Closed shaistamadad closed 2 years ago

shaistamadad commented 2 years ago

Hi, I want to extract the peaks associated with a given gene based on your RP model. How can I do that?

Many thanks for your help!

AllenWLynch commented 2 years ago

This is a feature we are currently working on. I will provide some code for you in the interim later today

shaistamadad commented 2 years ago

I will really appreciate that, thanks so much!!

AllenWLynch commented 2 years ago

Okay here's the code:

"get_normalized_params" gets the parameters of the LITE model, so you can get the upstream decay rate of influence of nearby cis-sites:

litemodel_params = litemodel.get_model('LEF1').get_normalized_params()

Use the "distance" key to get the decay distances (in KB, so multiply by 1000 to get bp). Upstream decay is [0], downstream is [1]. Note, upstream and downstream is relative to the gene's strand:

upstream_range = litemodel_params['distance'][0] * 1000

Next we find the idx the gene we wish to analyze to lookup TSS-peak distances:

gene_idx = np.argwhere(atac_data.uns['distance_to_TSS_genes'] == 'LEF1')[0,0]

The distance between every peak and every gene TSS is stored in adata.varm['distance_to_TSS'], which is a sparse matrix of (n_peaks x n_genes).
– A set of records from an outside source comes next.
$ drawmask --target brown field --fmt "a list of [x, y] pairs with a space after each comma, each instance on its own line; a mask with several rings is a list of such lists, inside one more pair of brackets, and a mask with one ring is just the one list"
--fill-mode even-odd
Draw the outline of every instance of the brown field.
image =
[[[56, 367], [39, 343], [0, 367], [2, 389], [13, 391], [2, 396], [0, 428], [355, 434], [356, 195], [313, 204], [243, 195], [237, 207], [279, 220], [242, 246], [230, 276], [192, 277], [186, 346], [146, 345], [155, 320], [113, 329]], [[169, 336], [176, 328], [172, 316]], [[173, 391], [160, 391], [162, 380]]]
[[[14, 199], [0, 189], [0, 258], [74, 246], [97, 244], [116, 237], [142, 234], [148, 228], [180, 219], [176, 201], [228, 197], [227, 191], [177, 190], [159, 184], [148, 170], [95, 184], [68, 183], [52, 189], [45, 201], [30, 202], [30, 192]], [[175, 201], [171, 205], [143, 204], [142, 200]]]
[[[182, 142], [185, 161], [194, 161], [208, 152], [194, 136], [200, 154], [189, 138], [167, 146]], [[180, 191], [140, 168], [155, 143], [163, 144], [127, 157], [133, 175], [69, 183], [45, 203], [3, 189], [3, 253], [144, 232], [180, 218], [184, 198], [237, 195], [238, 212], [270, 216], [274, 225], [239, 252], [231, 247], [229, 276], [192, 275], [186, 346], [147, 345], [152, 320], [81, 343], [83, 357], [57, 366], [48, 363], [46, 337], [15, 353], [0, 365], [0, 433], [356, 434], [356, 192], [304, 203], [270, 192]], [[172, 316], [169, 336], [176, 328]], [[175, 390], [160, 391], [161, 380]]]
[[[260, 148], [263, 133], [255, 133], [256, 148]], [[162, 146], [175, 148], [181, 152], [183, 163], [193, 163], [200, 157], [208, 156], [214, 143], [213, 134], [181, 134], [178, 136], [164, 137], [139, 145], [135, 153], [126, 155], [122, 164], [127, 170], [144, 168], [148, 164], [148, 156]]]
We index on our gene of interest to get a vector of all the distances between peaks and that gene's TSS:

relevant_peaks = atac_data.varm['distance_to_TSS'].T[gene_idx] #

Peaks which are upstream have distance > 0, downstream are < 0. This line finds all peaks which are within 3*decay rate upstream of the TSS:

upstream_peaks = (relevant_peaks.data < 3*upstream_range) & (relevant_peaks.data > 0)
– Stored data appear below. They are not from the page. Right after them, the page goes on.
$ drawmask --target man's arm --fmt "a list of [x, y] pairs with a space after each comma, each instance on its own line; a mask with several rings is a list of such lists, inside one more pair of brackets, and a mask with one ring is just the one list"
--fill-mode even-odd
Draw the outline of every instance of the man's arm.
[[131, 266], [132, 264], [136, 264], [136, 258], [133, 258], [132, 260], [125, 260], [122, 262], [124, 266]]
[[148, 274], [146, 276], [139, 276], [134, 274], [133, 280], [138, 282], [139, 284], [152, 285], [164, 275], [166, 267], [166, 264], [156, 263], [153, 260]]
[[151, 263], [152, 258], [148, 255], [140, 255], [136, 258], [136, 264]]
Then, we use the mask from the step above to index on the atac_data matrix to get the peak locations:

atac_data.var.iloc[ relevant_peaks.indices[upstream_peaks] ]

All together:

litemodel_params = litemodel.get_model('LEF1').get_normalized_params()
upstream_range = litemodel_params['distance'][0] * 1000
gene_idx = np.argwhere(atac_data.uns['distance_to_TSS_genes'] == 'LEF1')[0,0]
relevant_peaks = atac_data.varm['distance_to_TSS'].T[gene_idx]
upstream_peaks = (relevant_peaks.data < 3*upstream_range) & (relevant_peaks.data > 0)
atac_data.var.iloc[
    relevant_peaks.indices[upstream_peaks]
]
shaistamadad commented 2 years ago

thanks very much for this.

I get an error when I try to find index for the given gene in the atac_data.uns["distance_to_TSS_genes"]
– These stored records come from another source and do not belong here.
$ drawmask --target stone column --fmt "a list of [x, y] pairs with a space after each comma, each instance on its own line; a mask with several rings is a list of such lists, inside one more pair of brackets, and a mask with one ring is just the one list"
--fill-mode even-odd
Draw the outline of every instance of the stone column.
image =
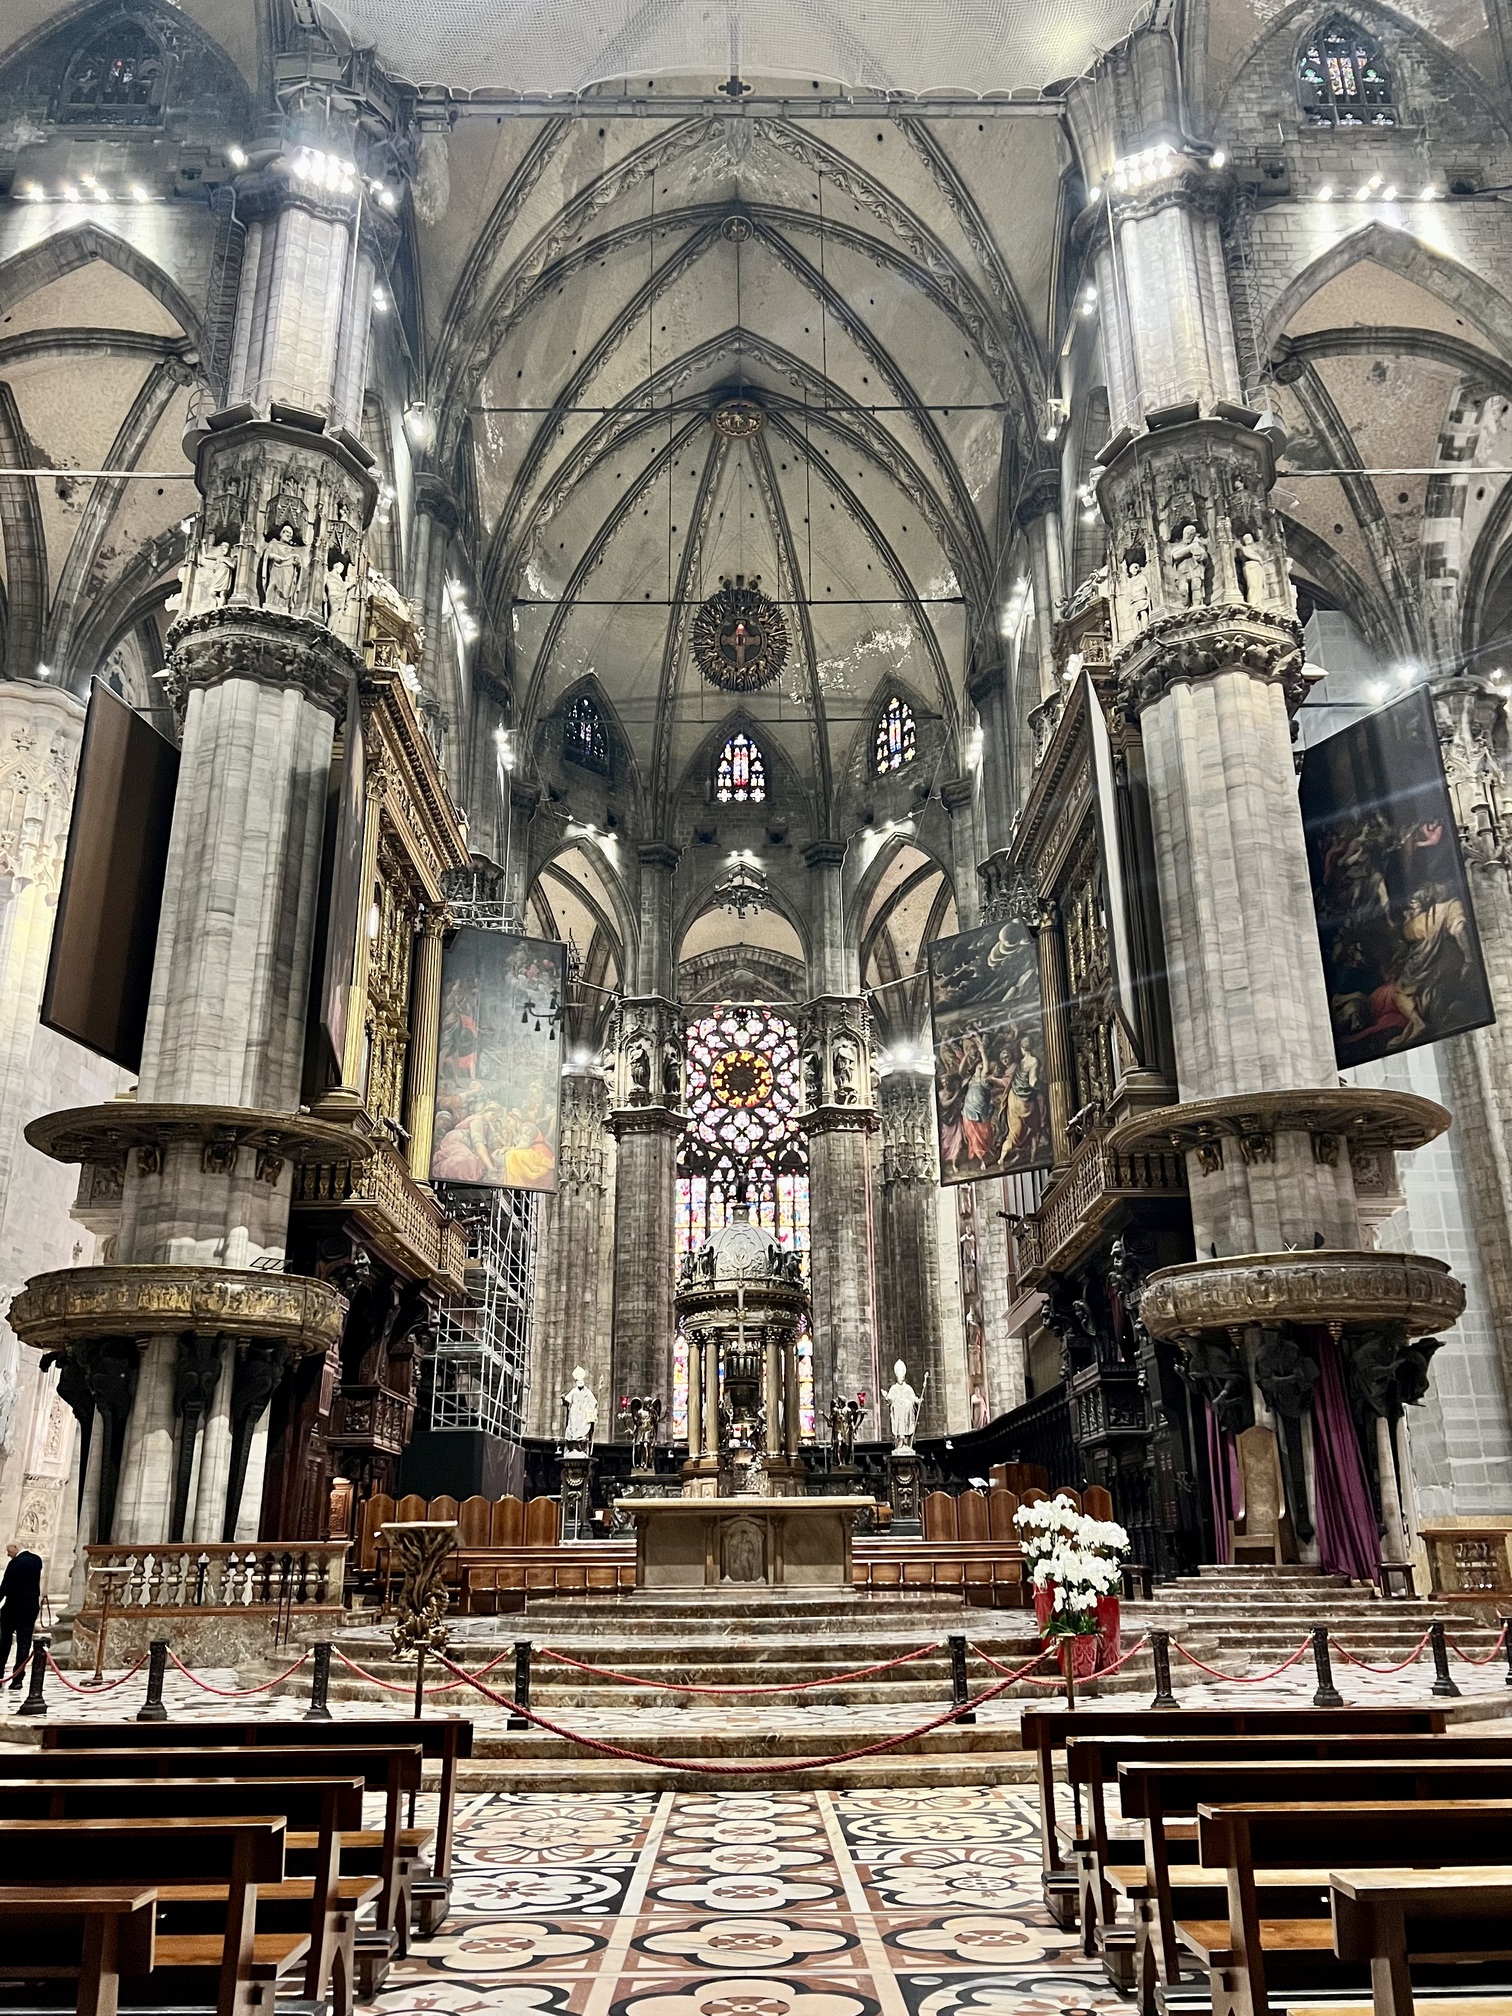
[[[985, 763], [984, 738], [984, 767], [981, 773], [984, 798], [987, 793]], [[971, 777], [947, 777], [940, 786], [940, 803], [950, 817], [950, 874], [955, 886], [956, 914], [961, 929], [969, 931], [981, 915], [976, 876], [981, 852], [977, 845], [976, 780]]]
[[425, 655], [420, 680], [436, 710], [442, 768], [454, 796], [467, 781], [467, 731], [472, 708], [468, 682], [458, 663], [456, 639], [446, 616], [447, 549], [461, 523], [461, 508], [440, 477], [427, 472], [415, 482], [410, 600], [421, 612]]
[[[361, 668], [376, 497], [357, 440], [376, 257], [361, 186], [300, 179], [291, 149], [238, 191], [248, 237], [229, 403], [195, 444], [203, 503], [169, 637], [182, 760], [144, 1107], [292, 1117], [300, 1104], [332, 741]], [[291, 1181], [281, 1155], [235, 1145], [231, 1120], [203, 1138], [186, 1127], [128, 1158], [119, 1257], [281, 1268]], [[177, 1362], [171, 1339], [142, 1358], [121, 1540], [168, 1537], [175, 1435], [191, 1428], [186, 1413], [176, 1430]], [[219, 1461], [207, 1469], [201, 1452], [207, 1489]], [[218, 1531], [212, 1508], [195, 1527]]]
[[428, 911], [415, 946], [405, 1103], [410, 1174], [417, 1183], [430, 1179], [436, 1127], [436, 1046], [441, 1031], [441, 941], [449, 922], [444, 910]]
[[879, 1098], [877, 1357], [883, 1365], [904, 1359], [921, 1393], [928, 1377], [919, 1433], [939, 1435], [966, 1422], [952, 1418], [948, 1404], [962, 1375], [945, 1362], [933, 1081], [918, 1071], [889, 1071]]
[[[536, 1265], [535, 1364], [531, 1378], [531, 1433], [555, 1438], [562, 1394], [581, 1365], [599, 1396], [599, 1418], [619, 1418], [622, 1394], [649, 1386], [609, 1387], [613, 1228], [609, 1193], [614, 1143], [609, 1133], [609, 1088], [596, 1070], [569, 1071], [562, 1080], [561, 1149], [557, 1190], [544, 1200], [540, 1258]], [[671, 1248], [668, 1266], [671, 1266]], [[670, 1410], [671, 1393], [664, 1395]], [[612, 1412], [611, 1412], [612, 1409]], [[670, 1413], [669, 1413], [670, 1418]]]
[[[643, 947], [644, 950], [644, 947]], [[643, 969], [644, 970], [644, 969]], [[625, 1394], [672, 1399], [677, 1143], [682, 1026], [662, 996], [627, 1000], [620, 1014], [614, 1106], [614, 1418]]]
[[814, 1411], [836, 1393], [875, 1402], [871, 1052], [858, 996], [810, 1001], [800, 1020], [809, 1144], [809, 1273], [814, 1324]]
[[[982, 828], [987, 849], [995, 854], [1012, 838], [1014, 810], [1028, 784], [1028, 766], [1019, 754], [1027, 743], [1015, 733], [1007, 668], [996, 639], [984, 640], [980, 649], [966, 690], [982, 724]], [[942, 790], [941, 797], [944, 795]], [[956, 808], [949, 799], [945, 799], [945, 808], [951, 814], [953, 830]], [[958, 886], [967, 886], [972, 879], [959, 877]]]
gene_idx = np.argwhere(atac_data.uns['distance_to_TSS_genes'] == 'LEF1')[0,0]

IndexError: index 0 is out of bounds for axis 0 with size 0

This gene is present in the gene list in both rna and atac TSS:

if "LEF1" in atac_data.uns['distance_to_TSS_genes']:
    print("gene is present")
AllenWLynch commented 2 years ago

You may be using different names for you genes? Could LEF1 be lowercased in your TSS annotations?